4.4. Microtiter Assays for Enzyme Inhibition

The enzyme inhibition assays conducted in this study included elastase, collagenase, hyaluronidase, XO, and prolyl POP inhibition and were performed using an ELISA microplate reader (Spectramax i3x microplate reader with Softmax^® Pro Software for Windows 10; Molecular Devices, San Jose, USA). Elastase inhibition by the extracts was assessed using a modified spectrophotometric method based on Kraunsoe et al. (1996) [65] and Lee et al. (2009) [66]. Collagenase inhibition was evaluated using the modified spectrophotometric method by Barrantes and Guinea 2003 [67], which was originally developed by Wart and Steinbrink (1981) [68]. The LOX inhibitory activities of the extracts were determined following the method of Chung et al. (2009), with minor modifications [69]. XO inhibition was measured spectrophotometrically by monitoring the absorbance at 295 nm from uric acid formed during an enzymatic reaction [70]. Inhibition of the POP enzyme was conducted on the five extracts that exhibited the highest activity for the other enzymes. To determine POP enzyme inhibitory activity, a Fluorogenic Prolyl OligoPeptidase (POP) test kit (catalogue number: 80106) from BPS Bioscience Inc. (San Diego, CA, USA) was utilised.
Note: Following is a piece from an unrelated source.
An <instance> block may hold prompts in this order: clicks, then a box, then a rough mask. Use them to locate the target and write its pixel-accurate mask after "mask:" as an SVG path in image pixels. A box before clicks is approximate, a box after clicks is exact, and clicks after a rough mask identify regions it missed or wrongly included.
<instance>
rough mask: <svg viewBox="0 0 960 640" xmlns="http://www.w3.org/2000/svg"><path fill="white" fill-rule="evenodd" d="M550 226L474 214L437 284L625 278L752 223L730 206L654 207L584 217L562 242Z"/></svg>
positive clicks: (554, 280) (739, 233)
4.5. Antioxidant Activity Assays

The determination of the superoxide radical (O₂^•−)-scavenging effect was conducted using the method described by Duh et al. [71,72]. To assess the nitric oxide (NO)-scavenging effect, the method of Sreejayan and Rao was utilised with some modifications [73].

4.6. Statistical Analysis

For the activity assays, the test groups were compared with the positive control using one-way ANOVA followed by Dunnett’s multiple comparison test and the results were statistically analysed (GraphPad Prism 8.0). p values ≤ 0.05 were considered statistically significant.

5. Conclusions

In conclusion, an activity-guided isolation study was conducted and the H. plicatum extract demonstrated the highest activity in in vitro enzyme inhibition assays. Naringenin, apigenin, and luteolin were identified as the most active compounds. The fact that these isolated compounds belong to the flavonoid class, which includes venoactive drugs used to treat CVI disease, underscores the importance of flavonoids in this condition. This study determined that naringenin, apigenin, and luteolin may help reduce oxidative stress by bolstering the antioxidant mechanisms in CVI due to their ability to inhibit the XO enzyme. Furthermore, the observation that the naringenin–apigenin and apigenin–luteolin fractions displayed XO inhibitory activity as robust as that of allopurinol suggests that these compounds might have synergistic effects, and their combined application may yield more effective results for CVI. Our research into active extracts and isolated compounds using the human endothelial cell line (HUVEC) is ongoing. We are currently conducting a cell culture test using HUVECs and chemically inducing hypoxia to mimic the conditions associated with varicose veins. We plan to perform in vivo experiments based on the results obtained from cell culture and in silico drug-likeness parameters, as well as ADME profile analysis of active and major compounds in future studies.